Page:Dickens - Olivier Twist.djvu/149

La bibliothèque libre.
Cette page a été validée par deux contributeurs.

D’abord il le feuilleta d’un air distrait ; mais il tomba bientôt sur un passage qui attira son attention, et il finit par être complètement absorbé dans sa lecture. C’était l’histoire de la vie et du jugement des grands criminels ; le livre avait tant servi que les pages en étaient souillées et noircies. Il y lut le récit de crimes horribles, à faire dresser les cheveux sur la tête, d’assassinats commis secrètement sur des chemins détournés, des histoires de cadavres jetés dans des fossés ou dans des puits qui, tout profonds qu’ils étaient, n’avaient pu les cacher pour toujours : au bout de quelques années on les avait retrouvés, et, en les voyant, les assassins avaient perdu la tête, confessé leur crime, et demandé à grands cris que le gibet mît fin à leurs tourments. Plus loin, c’était l’histoire d’hommes qui s’étaient familiarisés peu à peu avec l’idée du crime, et avaient fini par commettre des horreurs à faire frissonner. Ces affreux tableaux étaient tracés avec tant de vérité, que les pages du livre prirent aux yeux d’Olivier une couleur de sang, et qu’il crut entendre les gémissements étouffés des victimes.

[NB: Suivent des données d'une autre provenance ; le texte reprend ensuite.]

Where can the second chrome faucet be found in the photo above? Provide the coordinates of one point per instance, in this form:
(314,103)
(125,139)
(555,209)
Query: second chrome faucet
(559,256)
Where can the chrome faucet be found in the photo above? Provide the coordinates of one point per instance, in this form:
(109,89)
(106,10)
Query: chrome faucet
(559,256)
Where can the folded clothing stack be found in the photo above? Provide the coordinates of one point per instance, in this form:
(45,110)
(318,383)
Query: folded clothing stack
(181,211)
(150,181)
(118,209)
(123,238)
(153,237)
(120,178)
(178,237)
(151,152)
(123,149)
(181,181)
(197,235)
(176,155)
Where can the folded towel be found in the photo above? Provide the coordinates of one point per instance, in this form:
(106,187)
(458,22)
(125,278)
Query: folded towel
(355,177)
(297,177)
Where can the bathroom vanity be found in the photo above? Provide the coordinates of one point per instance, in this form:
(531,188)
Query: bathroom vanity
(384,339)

La terreur de l’enfant devint telle qu’il ferma le livre et le jeta loin de lui ; il tomba à genoux, et demanda à Dieu avec ferveur de le garder pur de tels forfaits, et de lui envoyer plutôt la mort que de permettre qu’il devînt criminel. Peu à peu il se calma, et, d’une voix faible et tremblante, il conjura le ciel de lui venir en aide au milieu des dangers qui le menaçaient, d’avoir pitié d’un pauvre enfant abandonné qui n’avait jamais connu l’affection d’un parent ni d’un ami, et de le secourir en ce moment où, désespéré et sans appui, il se trouvait seul au milieu d’hommes pervers et criminels.

Sa prière terminée, il était encore à genoux, la tête cachée dans ses mains, quand un léger bruit le fit tressaillir.

« Qu’est-ce ? s’écria-t-il en se relevant et en apercevant quelqu’un debout près de la porte, qui est là ?

— C’est moi, moi seule, » répondit une voix tremblante.

Olivier leva la chandelle au-dessus de sa tête, et regarda du côté de la porte : c’était Nancy.

« Baisse cette chandelle, dit la jeune fille en détournant la tête, elle me fait mal aux yeux. »

Olivier vit qu’elle était très pâle, et lui demanda affectueusement si elle était malade. Elle se laissa tomber sur une chaise, en lui tournant le dos, et se tordit les mains ; mais elle ne répondit pas.